Found this enchantress planter with original flowers at an antique store last weekend, didnt buy it because it was at the end of my antique store spree and I didnt have the cash to get it then and there. Its still there but I wanted to know if its worth it to get it and top off the liquid? They want $35 for it but the water is at half and there seems to be a streak of wax on the inside of the globe that runs vertical about half way up the glass (not visible in this picture)... The tag says "runs great" haha!
Can these be topped off with regular distilled water? I know the yellow tint might become less yellow if I just add plain water. Otherwise I recall reading that the older lamps had "propylene glycol" in them.... Should I use that? Is it easy to find in small amounts for just this purpose?

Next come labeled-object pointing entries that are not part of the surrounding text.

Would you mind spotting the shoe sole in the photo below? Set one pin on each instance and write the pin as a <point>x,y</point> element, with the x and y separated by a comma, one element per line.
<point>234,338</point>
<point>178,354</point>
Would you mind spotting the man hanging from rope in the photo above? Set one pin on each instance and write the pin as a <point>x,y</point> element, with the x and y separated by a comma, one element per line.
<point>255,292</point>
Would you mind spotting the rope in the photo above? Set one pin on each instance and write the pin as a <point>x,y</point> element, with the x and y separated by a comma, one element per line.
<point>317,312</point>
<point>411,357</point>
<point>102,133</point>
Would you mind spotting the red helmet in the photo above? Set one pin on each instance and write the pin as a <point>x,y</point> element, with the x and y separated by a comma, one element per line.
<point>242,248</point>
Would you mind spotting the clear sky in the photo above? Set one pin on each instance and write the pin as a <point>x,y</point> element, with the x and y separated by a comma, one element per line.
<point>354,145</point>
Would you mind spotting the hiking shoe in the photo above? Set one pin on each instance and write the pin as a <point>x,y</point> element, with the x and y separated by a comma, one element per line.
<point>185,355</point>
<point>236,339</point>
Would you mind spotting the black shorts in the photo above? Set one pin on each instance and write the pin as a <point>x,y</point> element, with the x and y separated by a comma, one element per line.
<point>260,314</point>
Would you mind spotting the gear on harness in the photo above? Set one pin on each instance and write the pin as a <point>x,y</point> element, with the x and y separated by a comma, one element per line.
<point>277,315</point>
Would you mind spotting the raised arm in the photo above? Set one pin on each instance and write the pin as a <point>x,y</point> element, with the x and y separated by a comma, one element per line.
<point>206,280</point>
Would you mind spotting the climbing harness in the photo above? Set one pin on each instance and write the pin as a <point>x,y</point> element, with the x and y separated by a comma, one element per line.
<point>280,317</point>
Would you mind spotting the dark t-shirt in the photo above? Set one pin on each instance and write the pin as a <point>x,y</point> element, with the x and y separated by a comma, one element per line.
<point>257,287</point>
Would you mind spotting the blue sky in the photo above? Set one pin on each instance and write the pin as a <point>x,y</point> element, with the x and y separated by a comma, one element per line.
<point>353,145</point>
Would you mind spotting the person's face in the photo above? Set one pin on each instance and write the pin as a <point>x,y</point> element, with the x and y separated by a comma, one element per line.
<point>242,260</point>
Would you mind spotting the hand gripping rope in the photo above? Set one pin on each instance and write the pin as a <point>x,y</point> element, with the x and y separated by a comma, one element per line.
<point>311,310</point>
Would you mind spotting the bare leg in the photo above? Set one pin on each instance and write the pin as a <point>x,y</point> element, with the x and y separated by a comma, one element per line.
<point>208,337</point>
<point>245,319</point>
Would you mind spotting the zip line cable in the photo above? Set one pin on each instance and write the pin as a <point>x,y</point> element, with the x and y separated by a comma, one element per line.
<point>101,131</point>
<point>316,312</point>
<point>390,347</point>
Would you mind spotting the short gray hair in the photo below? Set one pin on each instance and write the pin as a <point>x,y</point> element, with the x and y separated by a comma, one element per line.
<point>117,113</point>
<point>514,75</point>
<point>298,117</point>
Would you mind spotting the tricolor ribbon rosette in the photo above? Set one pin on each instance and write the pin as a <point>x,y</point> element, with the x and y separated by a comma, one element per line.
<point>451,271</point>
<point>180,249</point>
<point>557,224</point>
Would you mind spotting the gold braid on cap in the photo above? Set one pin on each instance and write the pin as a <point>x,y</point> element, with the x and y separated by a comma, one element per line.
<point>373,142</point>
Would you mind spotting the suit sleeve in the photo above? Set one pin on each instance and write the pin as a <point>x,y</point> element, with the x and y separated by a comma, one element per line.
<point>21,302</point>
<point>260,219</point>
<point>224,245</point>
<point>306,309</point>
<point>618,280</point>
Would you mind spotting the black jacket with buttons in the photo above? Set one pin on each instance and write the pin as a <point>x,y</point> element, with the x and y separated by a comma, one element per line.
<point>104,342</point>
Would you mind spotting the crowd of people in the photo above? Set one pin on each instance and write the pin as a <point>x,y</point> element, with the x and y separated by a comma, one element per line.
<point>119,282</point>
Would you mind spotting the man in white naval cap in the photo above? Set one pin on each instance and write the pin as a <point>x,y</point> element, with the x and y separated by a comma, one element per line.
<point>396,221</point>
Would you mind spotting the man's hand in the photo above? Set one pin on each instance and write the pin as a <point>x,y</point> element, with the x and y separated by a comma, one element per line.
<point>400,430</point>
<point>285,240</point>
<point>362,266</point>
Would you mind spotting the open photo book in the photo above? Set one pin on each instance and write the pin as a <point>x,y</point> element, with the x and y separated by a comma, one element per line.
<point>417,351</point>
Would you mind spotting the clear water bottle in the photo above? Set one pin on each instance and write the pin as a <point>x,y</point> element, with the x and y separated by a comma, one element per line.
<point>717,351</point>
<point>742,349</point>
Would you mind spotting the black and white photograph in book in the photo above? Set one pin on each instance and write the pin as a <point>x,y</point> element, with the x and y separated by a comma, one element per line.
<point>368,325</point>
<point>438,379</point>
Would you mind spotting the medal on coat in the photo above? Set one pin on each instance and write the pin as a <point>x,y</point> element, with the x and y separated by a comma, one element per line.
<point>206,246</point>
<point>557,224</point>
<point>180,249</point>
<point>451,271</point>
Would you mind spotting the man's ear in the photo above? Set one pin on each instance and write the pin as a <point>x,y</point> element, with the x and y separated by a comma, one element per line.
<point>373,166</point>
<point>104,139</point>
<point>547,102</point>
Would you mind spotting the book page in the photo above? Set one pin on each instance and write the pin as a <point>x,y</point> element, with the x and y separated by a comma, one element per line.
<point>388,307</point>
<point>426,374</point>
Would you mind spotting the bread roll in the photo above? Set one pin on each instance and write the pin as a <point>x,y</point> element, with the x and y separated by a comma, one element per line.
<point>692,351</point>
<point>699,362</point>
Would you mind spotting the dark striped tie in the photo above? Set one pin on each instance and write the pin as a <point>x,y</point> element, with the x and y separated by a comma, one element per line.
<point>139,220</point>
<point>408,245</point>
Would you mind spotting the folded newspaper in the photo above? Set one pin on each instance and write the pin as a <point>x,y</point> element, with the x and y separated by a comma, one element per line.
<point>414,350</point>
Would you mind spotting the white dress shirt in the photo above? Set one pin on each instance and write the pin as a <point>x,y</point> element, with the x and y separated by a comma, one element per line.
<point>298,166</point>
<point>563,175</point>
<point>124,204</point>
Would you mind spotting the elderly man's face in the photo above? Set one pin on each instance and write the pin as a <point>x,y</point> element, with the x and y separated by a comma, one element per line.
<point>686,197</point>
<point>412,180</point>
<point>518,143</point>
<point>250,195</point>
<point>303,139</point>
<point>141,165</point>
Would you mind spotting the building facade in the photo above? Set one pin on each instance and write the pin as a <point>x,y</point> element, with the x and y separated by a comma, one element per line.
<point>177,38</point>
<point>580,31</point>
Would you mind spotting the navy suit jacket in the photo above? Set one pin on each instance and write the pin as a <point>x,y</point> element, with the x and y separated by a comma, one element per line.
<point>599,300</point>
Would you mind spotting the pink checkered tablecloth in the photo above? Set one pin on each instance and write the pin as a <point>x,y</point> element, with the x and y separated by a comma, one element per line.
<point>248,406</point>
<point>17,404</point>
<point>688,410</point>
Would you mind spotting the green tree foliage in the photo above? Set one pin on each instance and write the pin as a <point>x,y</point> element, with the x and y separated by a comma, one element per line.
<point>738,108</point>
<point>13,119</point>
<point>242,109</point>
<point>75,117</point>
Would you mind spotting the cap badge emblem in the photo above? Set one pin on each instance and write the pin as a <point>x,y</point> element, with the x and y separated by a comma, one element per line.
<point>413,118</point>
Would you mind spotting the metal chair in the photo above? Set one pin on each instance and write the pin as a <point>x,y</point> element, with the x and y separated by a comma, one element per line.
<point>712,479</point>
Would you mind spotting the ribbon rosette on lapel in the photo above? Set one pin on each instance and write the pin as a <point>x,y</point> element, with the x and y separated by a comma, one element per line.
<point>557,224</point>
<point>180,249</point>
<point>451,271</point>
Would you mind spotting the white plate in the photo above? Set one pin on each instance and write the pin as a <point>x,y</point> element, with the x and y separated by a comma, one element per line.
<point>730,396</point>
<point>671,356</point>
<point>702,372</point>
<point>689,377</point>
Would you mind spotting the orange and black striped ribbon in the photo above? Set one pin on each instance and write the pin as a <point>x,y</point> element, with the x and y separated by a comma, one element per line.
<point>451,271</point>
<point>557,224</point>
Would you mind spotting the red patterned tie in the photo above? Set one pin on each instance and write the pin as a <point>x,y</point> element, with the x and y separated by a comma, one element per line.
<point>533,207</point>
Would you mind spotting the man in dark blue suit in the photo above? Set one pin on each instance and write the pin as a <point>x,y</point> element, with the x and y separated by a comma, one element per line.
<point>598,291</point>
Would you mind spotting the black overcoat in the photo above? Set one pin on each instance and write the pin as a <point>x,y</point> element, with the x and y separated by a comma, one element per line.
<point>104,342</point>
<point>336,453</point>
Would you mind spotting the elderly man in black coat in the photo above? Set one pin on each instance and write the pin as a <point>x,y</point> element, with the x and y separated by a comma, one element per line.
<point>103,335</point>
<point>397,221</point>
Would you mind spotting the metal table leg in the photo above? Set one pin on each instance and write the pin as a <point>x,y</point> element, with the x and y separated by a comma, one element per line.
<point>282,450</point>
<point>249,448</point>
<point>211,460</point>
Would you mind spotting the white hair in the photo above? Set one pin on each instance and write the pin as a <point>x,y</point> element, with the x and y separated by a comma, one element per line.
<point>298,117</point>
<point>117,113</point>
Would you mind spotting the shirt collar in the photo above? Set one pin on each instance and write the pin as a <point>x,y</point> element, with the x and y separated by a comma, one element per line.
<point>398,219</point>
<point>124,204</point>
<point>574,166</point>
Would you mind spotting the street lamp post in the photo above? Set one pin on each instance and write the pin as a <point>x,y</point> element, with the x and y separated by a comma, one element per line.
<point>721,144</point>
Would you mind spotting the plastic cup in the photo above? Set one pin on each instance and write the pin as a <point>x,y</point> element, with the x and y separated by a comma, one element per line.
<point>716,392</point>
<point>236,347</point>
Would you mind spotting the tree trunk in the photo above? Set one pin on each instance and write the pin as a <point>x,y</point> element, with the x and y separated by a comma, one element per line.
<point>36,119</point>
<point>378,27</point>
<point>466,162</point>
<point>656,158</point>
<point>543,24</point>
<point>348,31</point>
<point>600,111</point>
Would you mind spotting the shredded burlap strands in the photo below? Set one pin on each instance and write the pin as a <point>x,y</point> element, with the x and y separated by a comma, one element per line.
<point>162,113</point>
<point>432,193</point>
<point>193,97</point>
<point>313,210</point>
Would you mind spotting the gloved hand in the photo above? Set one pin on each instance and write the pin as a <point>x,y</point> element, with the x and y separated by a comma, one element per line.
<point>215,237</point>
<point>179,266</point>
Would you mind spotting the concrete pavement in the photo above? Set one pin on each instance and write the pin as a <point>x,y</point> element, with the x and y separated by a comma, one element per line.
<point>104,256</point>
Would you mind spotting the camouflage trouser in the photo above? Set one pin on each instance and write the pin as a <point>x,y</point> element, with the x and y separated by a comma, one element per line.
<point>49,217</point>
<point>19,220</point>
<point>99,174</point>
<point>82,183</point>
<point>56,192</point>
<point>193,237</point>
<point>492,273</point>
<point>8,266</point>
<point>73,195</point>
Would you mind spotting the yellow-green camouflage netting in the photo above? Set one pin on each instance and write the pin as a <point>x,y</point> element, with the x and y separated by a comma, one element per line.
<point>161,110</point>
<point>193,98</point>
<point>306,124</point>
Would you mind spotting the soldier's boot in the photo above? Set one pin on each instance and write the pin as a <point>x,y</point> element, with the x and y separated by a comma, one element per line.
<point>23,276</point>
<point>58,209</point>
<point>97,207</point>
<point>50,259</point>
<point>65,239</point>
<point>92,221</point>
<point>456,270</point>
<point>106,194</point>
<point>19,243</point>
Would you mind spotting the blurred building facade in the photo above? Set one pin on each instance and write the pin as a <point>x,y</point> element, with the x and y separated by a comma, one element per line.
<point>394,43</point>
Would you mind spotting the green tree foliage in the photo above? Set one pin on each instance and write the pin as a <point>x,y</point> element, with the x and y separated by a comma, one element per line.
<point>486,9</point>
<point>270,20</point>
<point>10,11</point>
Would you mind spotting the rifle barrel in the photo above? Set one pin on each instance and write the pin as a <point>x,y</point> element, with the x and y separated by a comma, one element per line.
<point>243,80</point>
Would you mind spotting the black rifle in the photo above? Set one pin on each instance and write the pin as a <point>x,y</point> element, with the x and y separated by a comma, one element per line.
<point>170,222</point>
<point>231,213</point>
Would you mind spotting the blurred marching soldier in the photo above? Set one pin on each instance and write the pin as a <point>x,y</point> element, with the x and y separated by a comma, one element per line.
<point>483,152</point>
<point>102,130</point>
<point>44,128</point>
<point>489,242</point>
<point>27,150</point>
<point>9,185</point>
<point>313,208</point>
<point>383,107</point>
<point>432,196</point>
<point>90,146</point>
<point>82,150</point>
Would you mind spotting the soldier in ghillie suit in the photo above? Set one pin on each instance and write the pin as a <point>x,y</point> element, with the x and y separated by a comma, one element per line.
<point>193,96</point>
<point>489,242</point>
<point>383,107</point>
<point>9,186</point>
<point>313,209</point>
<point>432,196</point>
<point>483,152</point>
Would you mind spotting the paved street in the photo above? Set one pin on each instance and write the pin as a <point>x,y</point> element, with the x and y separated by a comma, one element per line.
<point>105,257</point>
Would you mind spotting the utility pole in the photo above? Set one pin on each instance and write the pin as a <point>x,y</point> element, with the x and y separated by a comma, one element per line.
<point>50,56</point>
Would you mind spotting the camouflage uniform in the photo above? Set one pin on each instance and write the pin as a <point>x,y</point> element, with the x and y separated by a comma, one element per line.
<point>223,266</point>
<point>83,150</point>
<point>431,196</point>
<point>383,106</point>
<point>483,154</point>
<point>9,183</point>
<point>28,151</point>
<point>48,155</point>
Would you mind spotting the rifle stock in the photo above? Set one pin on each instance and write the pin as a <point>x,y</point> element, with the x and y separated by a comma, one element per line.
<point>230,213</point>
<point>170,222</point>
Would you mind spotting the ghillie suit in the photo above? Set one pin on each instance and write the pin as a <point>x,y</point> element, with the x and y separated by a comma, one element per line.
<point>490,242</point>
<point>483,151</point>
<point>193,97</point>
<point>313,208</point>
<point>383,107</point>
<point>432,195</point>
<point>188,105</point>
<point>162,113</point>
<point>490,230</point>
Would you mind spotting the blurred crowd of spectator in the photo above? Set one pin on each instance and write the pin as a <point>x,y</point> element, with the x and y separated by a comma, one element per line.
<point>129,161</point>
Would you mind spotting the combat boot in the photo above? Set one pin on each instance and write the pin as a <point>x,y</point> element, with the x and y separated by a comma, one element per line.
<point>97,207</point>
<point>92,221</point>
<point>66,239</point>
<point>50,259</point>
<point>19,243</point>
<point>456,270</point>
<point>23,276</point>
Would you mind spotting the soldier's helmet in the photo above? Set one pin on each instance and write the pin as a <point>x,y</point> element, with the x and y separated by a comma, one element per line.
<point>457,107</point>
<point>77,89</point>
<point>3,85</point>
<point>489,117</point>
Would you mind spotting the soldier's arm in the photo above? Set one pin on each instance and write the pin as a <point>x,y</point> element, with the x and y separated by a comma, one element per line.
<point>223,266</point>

Since the globe is only half full I would definitely offer them less, $20 to $25. But still if you want one like this $35 isn't a deal breaker if the base isn't banged up. The flowers are original and rare so that adds value. You may be able to refurbish with propylene glycol and distilled water, or you may have to use another method. One thing to keep in mind, if you goo-kit one of your centuries you can try using that fluid to fix this one. Just empty the fluid and save in an air-tight container then transfer the fluid from the donor lamp.
I'd say offer $25, or even $20. And yes, great plan: try that blue Century's liquid in this, if you goo-kit or refill the Century. Just make sure you leave at least a 3/4" gap below the cap edge, and be sure the rubber disk up inside the cap is centered before you screw it back on. The Century may have a disk, a rubber ring, or no gasket.
I'd say $25, tops. With the liquid missing, you're in for some experimenting. I don't know if you can top off THAT much liquid with distilled.